Portable Real-Time Applications

It is clear that transferring large amounts of data from stage 2 to stage 3 is the bottleneck of the system. Writing into the pipe, reading again and scanning each sample absorbs more CPU time than every other operation. So, stages 2 and 3 must be integrated into one program, because passing of data (44,100 values per second) takes too much time. You might think integrating these stages into one is a design flaw—it is not. I could have easily renumbered stages and changed this article, but I preferred to show you how cruel life in real time is to ingenuous software designers.

For Stage 1, Tcl/Tk is a natural choice as a tool for implementation of the first sub-problem. Many people have forgotten that the GUI process in Tcl/Tk also has a textual standard output which can be piped into the second process.

In Stages 2 and 3, the sound generator reads the textual parameters from the GUI-process and computes the proper sound signal from it in real time. Therefore, it should be written in C, because it is the most critical sub-problem as far as real-time constraints are concerned. As a side effect of sound generation, the data needed for graphing the results will be written to standard output and piped into the final stage of the application.

Since Stage 4 outputs graphs of the results, it is also a task well-suited for a tool like Tcl/Tk.

The user will notice only stages 1 and 4 of the pipeline, because he can see each of them as a window and interact with them. It is an interesting paradox that the seemingly important stages 1 and 4 are rather trivial to implement, given a tool like Tcl/Tk. Stages 2 and 3, although mostly unnoticed, are the most challenging sub-problems because of synchronization concepts in real time (select or thread), real-time constraints due to continuous sound emission and the different handling of sound systems and all platform dependencies.

We have already mentioned that one advantage of this pipeline approach is splitting the development into largely independent sub-tasks, which allows one programmer to work on each task concurrently. Equally important is the fact that each stage could also be implemented in different ways by different programmers. To demonstrate this, we will look at three solutions to the stage 1 task:

Also, we will look at three different implementations of stage 4:

Now that the design of the system is clear, it is time to become more precise about the type of sound we want to produce. Imagine a driven steel beam held pinned to fixed supports at the bottom and top. When driving the beam from the side, the fixed supports induce a membrane tension at finite deflections. This leads to a hardening nonlinear stiffness for moderately large deflections by a cubic term. At the beginning of this century, the engineer Georg Duffing from Berlin, Germany was annoyed by this kind of noise which came from vibrating machine parts. Such noise is not only a nuisance, it also shortens the expected lifetime of machine parts. Duffing found a simple nonlinear differential equation which describes the behaviour of machine parts under certain circumstances:

x'' + kx' + x3 = Bcos(t)

This oscillator is driven by a sinusoidal force on the right of the equation (with magnitude B) and damped by the parameter k on the left side of the equation.

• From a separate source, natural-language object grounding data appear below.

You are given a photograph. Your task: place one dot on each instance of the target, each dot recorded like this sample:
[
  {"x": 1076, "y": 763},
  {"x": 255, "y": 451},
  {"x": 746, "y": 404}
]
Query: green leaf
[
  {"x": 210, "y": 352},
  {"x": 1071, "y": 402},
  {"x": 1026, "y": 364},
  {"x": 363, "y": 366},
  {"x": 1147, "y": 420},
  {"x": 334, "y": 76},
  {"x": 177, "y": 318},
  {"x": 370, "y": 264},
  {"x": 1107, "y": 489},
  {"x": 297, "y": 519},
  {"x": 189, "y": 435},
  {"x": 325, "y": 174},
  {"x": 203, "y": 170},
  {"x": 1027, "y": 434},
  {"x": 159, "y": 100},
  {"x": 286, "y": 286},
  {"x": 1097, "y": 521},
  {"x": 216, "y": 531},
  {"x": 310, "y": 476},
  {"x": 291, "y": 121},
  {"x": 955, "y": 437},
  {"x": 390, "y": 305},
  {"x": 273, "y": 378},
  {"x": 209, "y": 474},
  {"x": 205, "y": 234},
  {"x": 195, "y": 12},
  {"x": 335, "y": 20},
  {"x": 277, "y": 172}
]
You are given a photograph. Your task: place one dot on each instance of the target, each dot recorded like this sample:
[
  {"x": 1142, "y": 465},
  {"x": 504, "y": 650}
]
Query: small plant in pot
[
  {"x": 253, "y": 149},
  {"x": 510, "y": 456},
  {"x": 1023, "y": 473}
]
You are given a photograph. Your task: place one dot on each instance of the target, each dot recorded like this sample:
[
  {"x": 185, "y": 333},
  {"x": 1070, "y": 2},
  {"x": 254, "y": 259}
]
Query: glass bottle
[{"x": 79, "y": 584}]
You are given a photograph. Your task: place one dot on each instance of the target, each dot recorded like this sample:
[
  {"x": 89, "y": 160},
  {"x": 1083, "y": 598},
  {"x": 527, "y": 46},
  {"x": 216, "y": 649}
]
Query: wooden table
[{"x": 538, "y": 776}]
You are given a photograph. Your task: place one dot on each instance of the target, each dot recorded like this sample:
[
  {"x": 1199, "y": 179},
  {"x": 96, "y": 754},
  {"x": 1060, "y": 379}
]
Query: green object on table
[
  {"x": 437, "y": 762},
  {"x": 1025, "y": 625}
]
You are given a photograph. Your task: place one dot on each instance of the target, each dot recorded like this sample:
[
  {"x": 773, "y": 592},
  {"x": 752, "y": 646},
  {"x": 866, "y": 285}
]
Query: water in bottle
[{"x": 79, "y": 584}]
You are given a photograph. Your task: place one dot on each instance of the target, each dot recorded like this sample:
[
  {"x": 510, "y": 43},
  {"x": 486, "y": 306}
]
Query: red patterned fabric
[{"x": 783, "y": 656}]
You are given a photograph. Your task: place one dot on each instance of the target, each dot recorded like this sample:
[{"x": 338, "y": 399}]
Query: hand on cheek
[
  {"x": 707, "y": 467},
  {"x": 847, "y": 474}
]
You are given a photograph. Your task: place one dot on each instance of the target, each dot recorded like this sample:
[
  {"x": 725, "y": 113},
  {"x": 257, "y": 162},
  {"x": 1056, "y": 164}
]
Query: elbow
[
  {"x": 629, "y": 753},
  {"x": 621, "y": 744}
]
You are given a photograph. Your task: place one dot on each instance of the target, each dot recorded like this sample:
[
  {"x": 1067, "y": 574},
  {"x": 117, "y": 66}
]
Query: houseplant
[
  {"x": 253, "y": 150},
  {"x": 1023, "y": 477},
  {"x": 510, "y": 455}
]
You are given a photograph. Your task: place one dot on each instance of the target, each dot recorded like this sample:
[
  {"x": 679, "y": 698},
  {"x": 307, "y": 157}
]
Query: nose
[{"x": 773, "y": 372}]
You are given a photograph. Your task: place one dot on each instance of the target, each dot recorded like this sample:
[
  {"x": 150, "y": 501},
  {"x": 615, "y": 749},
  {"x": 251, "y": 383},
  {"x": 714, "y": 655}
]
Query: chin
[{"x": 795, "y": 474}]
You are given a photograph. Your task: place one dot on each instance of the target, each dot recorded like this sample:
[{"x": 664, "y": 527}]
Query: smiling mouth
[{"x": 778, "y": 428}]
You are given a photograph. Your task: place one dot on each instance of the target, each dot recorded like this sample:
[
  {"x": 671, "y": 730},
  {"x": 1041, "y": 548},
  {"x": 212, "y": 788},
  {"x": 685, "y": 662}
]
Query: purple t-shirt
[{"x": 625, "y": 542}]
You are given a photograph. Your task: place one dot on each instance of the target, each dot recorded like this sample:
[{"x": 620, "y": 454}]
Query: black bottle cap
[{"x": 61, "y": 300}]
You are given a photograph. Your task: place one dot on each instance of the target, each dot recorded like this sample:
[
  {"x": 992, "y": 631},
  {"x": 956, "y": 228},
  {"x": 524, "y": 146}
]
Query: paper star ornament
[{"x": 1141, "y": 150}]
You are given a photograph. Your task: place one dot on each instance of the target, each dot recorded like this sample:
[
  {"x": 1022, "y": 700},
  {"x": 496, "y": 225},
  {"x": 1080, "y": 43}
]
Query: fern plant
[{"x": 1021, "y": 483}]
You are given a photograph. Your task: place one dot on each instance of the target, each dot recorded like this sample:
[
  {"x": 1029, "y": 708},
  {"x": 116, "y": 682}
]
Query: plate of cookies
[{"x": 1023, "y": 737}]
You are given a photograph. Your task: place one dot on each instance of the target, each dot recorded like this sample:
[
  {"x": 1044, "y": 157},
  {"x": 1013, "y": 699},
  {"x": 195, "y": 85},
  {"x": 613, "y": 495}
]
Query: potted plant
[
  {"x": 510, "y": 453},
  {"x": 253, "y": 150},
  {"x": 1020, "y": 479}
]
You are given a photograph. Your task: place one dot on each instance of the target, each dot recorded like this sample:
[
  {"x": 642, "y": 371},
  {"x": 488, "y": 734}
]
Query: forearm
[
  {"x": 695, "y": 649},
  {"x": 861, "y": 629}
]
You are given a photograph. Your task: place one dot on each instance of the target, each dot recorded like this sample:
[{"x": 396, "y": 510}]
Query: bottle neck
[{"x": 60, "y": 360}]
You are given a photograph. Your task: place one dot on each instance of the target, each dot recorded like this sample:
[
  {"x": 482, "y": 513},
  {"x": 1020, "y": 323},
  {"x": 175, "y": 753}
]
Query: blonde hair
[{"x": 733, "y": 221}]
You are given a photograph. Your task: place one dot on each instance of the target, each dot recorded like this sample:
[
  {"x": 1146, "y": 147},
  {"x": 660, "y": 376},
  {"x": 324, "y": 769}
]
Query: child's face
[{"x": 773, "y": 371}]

So, there are only two free parameters in this driven oscillator.

Figure 1. Changing parameters k (damping) and B (forcing) will move the oscillator in or out of a chaotic regime (see page 11, Thompson/Stewart).

In Figure 3, you can see a short wave form originating from such a sound machine. Unlike Duffing, you can simulate the noise production with your computer by varying the parameters with a GUI such as the one shown in Figures 1 and 2. You should expect that varying parameter B on the right axis of figure 1 influences just the volume of the noise. In fact, by pushing B to its minimal position 0, you can actually switch off the noise. When pushing parameter B to its maximum, noise will not only become louder, it will also change the main frequency but not in a continuous and monotonic way. This strange behaviour of changing frequency along with loudness does not occur in linear oscillators. In 1980, Ueda published a systematic look at the points in the plane opened up by the parameters B and k in Figure 1. By computer simulation, he found areas where the oscillator emits chaotic sounds. These results are summarized in Thompson and Stewart's book (see Resources).

Why is it so hard to compute these wave forms? After all, a formula to be evaluated for each time instant should be all that is needed; however, there is no such analytical function. When in trouble, engineers often fall back on simple approximations. We will do so with a technique called Finite Differencing (see Resources) which gives us a one-line calculation at each time instant (Listing 4).